After the European Central Bank (ECB) only reluctantly reacted to the synchronous world-wide economic downturn, a further reduction in interest rates has become even more unlikely against the backdrop of the beginnings of an economic upturn in the Eurozone. Financial markets even expect an increase in interest rates. In its current weekly report 12/2002, the DIW Berlin warns against the repetition of former mistakes. Upswings in the economy have been repeatedly curbed by an anticipatory tightening of the monetary course whilst still in their infancy and thus preventing an improvement in the labour market through more growth. This negative experience should induce the ECB to stick to its current expansive monetary course. All the more so as there are no signs that inflation rates will increase in the Eurozone. In order to be able to maintain this course, unions and management in the Eurozone have to continue with their policy of moderate wages.
Following the 1.5 percentage point cut in interest rates by the European Central Bank last year, key interest rates have remained unchanged since October. At 1%, real short term interest rates are almost two percentage points below their long-standing average and are below the real economic growth rate in the Eurozone. They should therefore stimulate the cyclical trend in the Eurozone. Although subject to fluctuations, long term interest rates also decreased last year in the Eurozone.
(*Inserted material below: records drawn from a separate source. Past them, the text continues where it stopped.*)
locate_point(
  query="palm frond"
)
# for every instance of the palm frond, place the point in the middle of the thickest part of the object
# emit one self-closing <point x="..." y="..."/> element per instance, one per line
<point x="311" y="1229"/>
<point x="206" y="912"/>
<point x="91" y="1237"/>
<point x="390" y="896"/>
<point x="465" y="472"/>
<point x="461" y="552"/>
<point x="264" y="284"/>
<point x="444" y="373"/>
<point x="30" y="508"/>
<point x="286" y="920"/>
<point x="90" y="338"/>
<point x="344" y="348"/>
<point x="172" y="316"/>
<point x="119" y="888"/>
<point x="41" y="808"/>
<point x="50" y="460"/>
The DIW Berlin stresses that monetary policy, which has a high and steady growth rate as its aim, can have a positive effect on the increase in productive capacity. It can, in particular, prevent an increase in natural rate of unemployment; the current level of unemployment, which is only partly structural, could also thus be reduced. An increased employment quota due to improved labour market conditions would also stimulate productive capacity. Yet, a moderate increase in wages remains a precondition for this positive and self-developing mechanism. The ECB should make clear that it is willing to honour a moderate wage policy by an expansive monetary policy, thus encouraging the creation of employment.